Deliverability: Preparation is the Key Success Factor

So often the term Deliverability is bandied about, especially when email marketers and ESPs are not seeing particularly glowing open rates, which leaves them worrying that each campaign will become cause for apprehension and dread.

ESPs find themselves at the receiving end of the 4 W’s (and an H) – if you’re not sure what they are, here’s a reminder:

  • Who (fault is it)
  • What (are you doing to fix it)
  • Where (is the problem)
  • When (will this problem go away)
  • How (will you ensure it doesn’t happen again)

Here are some practical solutions you can do yourselves to help your deliverability,  just bear in mind that there is no one simple fix or answer to deliverability problems experienced individually or from one email marketer to another.

However what we have in our arsenal are some tried and tested solutions to mitigate this issue. All of which are pre-emptive for those in the know, and those who are wanting to be proactive when they find themselves in a deliverability predicament.

As best practice, most ESP’s will check the data prior to allowing the use of lists. Always ask for a health check for your data as step one in ensuring there is no data that will be caught out by spam traps or automatically trigger a spam trap.

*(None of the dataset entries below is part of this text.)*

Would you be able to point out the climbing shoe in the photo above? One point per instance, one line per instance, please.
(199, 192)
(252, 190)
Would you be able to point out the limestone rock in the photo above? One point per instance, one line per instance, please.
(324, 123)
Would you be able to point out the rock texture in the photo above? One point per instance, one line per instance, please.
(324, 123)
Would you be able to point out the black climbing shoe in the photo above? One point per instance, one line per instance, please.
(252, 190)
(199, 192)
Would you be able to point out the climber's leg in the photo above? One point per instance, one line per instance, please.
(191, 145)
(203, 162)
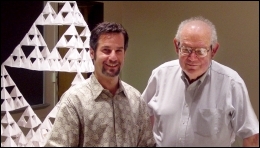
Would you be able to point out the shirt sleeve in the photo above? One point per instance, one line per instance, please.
(65, 130)
(244, 118)
(145, 138)
(150, 92)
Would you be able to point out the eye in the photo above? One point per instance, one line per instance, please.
(200, 51)
(106, 50)
(119, 51)
(185, 50)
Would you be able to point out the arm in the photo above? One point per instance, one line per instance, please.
(152, 120)
(145, 138)
(252, 141)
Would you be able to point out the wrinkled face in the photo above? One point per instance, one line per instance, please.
(109, 56)
(195, 35)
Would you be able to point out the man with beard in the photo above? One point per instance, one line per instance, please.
(103, 110)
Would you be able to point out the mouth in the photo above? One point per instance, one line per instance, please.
(112, 65)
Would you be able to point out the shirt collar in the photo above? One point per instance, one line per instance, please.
(98, 88)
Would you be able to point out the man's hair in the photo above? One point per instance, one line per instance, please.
(104, 28)
(214, 37)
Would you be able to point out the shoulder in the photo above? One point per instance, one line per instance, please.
(130, 90)
(167, 68)
(226, 71)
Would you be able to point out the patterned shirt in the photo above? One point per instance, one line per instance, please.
(90, 116)
(209, 112)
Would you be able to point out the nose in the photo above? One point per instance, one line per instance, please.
(113, 56)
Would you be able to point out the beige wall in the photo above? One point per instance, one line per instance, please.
(152, 27)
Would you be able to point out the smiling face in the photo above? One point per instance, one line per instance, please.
(109, 56)
(195, 34)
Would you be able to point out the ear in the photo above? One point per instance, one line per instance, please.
(214, 50)
(176, 42)
(91, 53)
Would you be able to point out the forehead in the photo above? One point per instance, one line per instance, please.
(109, 36)
(196, 32)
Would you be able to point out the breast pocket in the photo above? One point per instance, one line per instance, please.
(209, 122)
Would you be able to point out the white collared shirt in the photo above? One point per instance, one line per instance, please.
(208, 112)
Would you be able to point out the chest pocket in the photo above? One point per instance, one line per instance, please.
(209, 122)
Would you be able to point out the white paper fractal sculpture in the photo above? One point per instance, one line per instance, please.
(44, 60)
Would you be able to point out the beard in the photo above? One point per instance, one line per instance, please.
(111, 72)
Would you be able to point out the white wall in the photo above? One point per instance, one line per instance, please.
(152, 27)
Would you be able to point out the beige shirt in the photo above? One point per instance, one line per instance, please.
(90, 115)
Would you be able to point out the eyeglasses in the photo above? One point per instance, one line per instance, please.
(200, 52)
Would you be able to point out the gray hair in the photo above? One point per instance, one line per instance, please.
(214, 37)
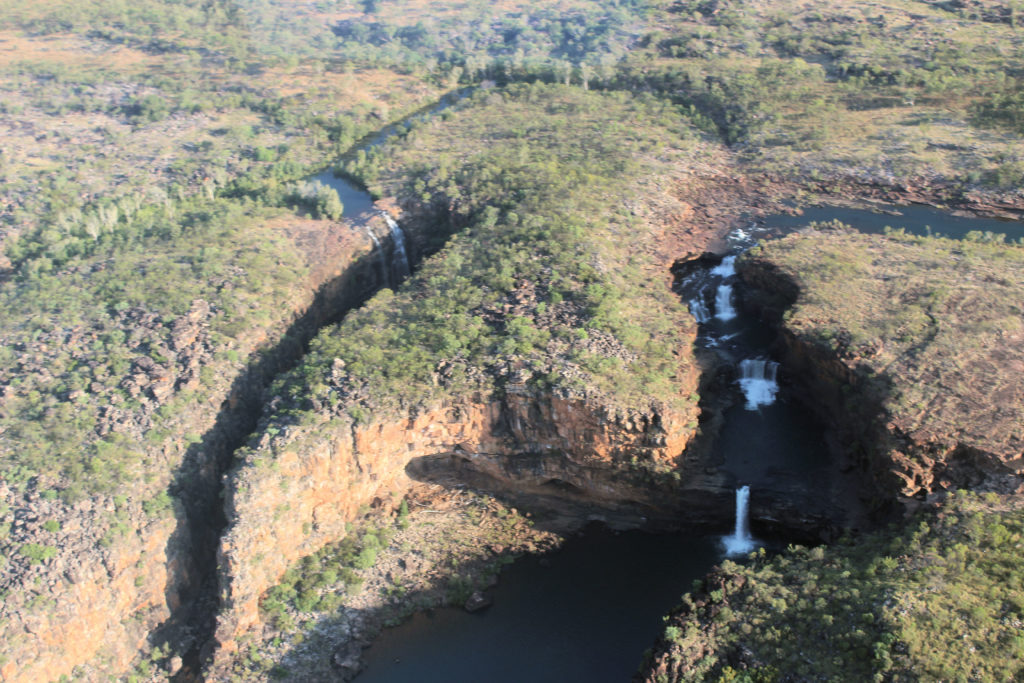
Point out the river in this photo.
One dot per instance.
(588, 612)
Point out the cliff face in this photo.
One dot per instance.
(910, 347)
(295, 494)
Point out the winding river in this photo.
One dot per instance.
(588, 611)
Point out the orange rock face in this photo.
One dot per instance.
(296, 494)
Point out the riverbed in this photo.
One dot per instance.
(588, 612)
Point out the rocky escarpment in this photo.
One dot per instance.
(540, 354)
(909, 346)
(100, 573)
(299, 488)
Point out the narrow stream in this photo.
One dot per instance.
(356, 201)
(588, 612)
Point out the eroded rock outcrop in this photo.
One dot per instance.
(99, 574)
(294, 494)
(910, 346)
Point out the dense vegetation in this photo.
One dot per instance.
(938, 598)
(153, 165)
(930, 325)
(541, 184)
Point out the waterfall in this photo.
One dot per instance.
(399, 259)
(381, 262)
(698, 309)
(757, 380)
(726, 268)
(740, 543)
(723, 303)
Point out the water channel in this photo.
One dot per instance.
(588, 612)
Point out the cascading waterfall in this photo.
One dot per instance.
(723, 303)
(726, 268)
(698, 309)
(740, 543)
(399, 259)
(757, 380)
(723, 298)
(381, 262)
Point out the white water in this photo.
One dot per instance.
(385, 274)
(740, 543)
(723, 303)
(699, 309)
(757, 380)
(399, 262)
(726, 268)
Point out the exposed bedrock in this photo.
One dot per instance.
(961, 432)
(294, 494)
(112, 589)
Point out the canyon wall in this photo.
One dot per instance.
(911, 355)
(127, 567)
(295, 492)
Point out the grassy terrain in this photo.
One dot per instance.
(545, 276)
(939, 598)
(934, 326)
(434, 550)
(893, 92)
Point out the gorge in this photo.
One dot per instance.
(377, 341)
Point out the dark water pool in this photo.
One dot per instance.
(587, 615)
(914, 218)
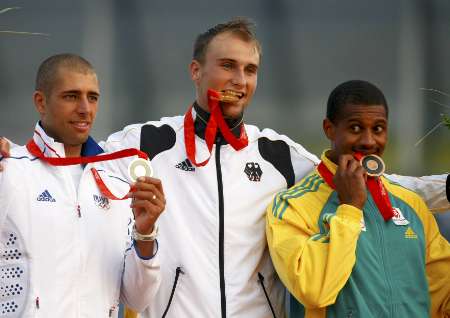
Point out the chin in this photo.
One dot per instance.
(232, 111)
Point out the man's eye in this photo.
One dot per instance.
(252, 70)
(379, 129)
(93, 99)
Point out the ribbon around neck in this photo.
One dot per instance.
(34, 149)
(375, 186)
(215, 122)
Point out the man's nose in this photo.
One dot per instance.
(239, 78)
(83, 105)
(368, 139)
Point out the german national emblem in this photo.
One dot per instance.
(253, 171)
(101, 202)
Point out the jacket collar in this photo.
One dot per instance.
(52, 148)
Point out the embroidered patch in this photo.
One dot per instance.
(46, 197)
(410, 234)
(398, 217)
(185, 165)
(253, 171)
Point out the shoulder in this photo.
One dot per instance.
(311, 193)
(19, 156)
(269, 140)
(157, 137)
(151, 137)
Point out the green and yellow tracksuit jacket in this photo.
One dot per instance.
(339, 261)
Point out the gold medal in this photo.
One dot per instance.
(373, 164)
(140, 168)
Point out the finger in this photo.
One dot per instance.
(353, 165)
(153, 203)
(147, 195)
(144, 187)
(4, 147)
(146, 207)
(150, 180)
(344, 160)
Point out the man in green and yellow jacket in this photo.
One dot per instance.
(346, 244)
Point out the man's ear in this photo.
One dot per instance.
(328, 129)
(39, 102)
(194, 68)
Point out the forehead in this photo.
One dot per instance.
(67, 79)
(362, 112)
(231, 46)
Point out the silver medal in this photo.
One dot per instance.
(140, 168)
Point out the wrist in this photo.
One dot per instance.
(137, 236)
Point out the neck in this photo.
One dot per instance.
(72, 151)
(204, 114)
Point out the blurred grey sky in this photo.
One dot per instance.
(141, 50)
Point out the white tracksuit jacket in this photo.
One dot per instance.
(214, 255)
(66, 252)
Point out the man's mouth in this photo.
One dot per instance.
(229, 96)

We need to get back to the beginning when looking at the solutions. What we recommend should be cross checked to avoid finding “your company” or “yourself in a meeting” in the unenviable positioning of explaining why your results are poor and not positively meeting your acquisition or engagement targets.

Have you checked the following?

  1. Have you branded  the ‘From’ name

As best practice I’d suggest putting your brand name as a welcoming known name your audience trusts, this will quickly identify your presence in the recipient’s inbox, be it B2B or B2C, and will influence engagement with your email. As you jostle for opens, you need to give your emails as much credibility even before they get to that winning subject line.

  1. Have you routinely checked if you are Blacklisted?

It is advisable that you check if you have been blacklisted if you notice your open rate is dropping off the cliff. I would go as far as to check your status routinely. There are a number of tools for this purpose: a quick google search for “Domain Reputation Check” is a good place to start. If indeed you have been blacklisted it is not the end of your email marketing career, you can be de-listed and be given another chance to redeem yourself.

  1. Ramp up plan

When using a new IP address we advise you slowly control the number of people you email in the initial stage. A good strategy is to start with my most actively engaged segment and build a credible reputation. Off the back of that increase the number of recipients subsequent emails will be sent to.

Best practice would be to segment your data and work foremost with your engaged marketplace to build your reputation, then later send to those you will reengage with after your reputation has been firmly established and recognised.

  1. Consistency

Consistency is key to establishing good relations with ISPs. Send your emails at regular intervals be it weekly/specific day of the week rather than a machine gun approach which will draw unnecessary attention from various spam filters and ISPs

As I’m sure you have realised, KISS (Keep It Simple Silly) is the most advisable way to get off to a cracking start and improve the health of your inbox placement.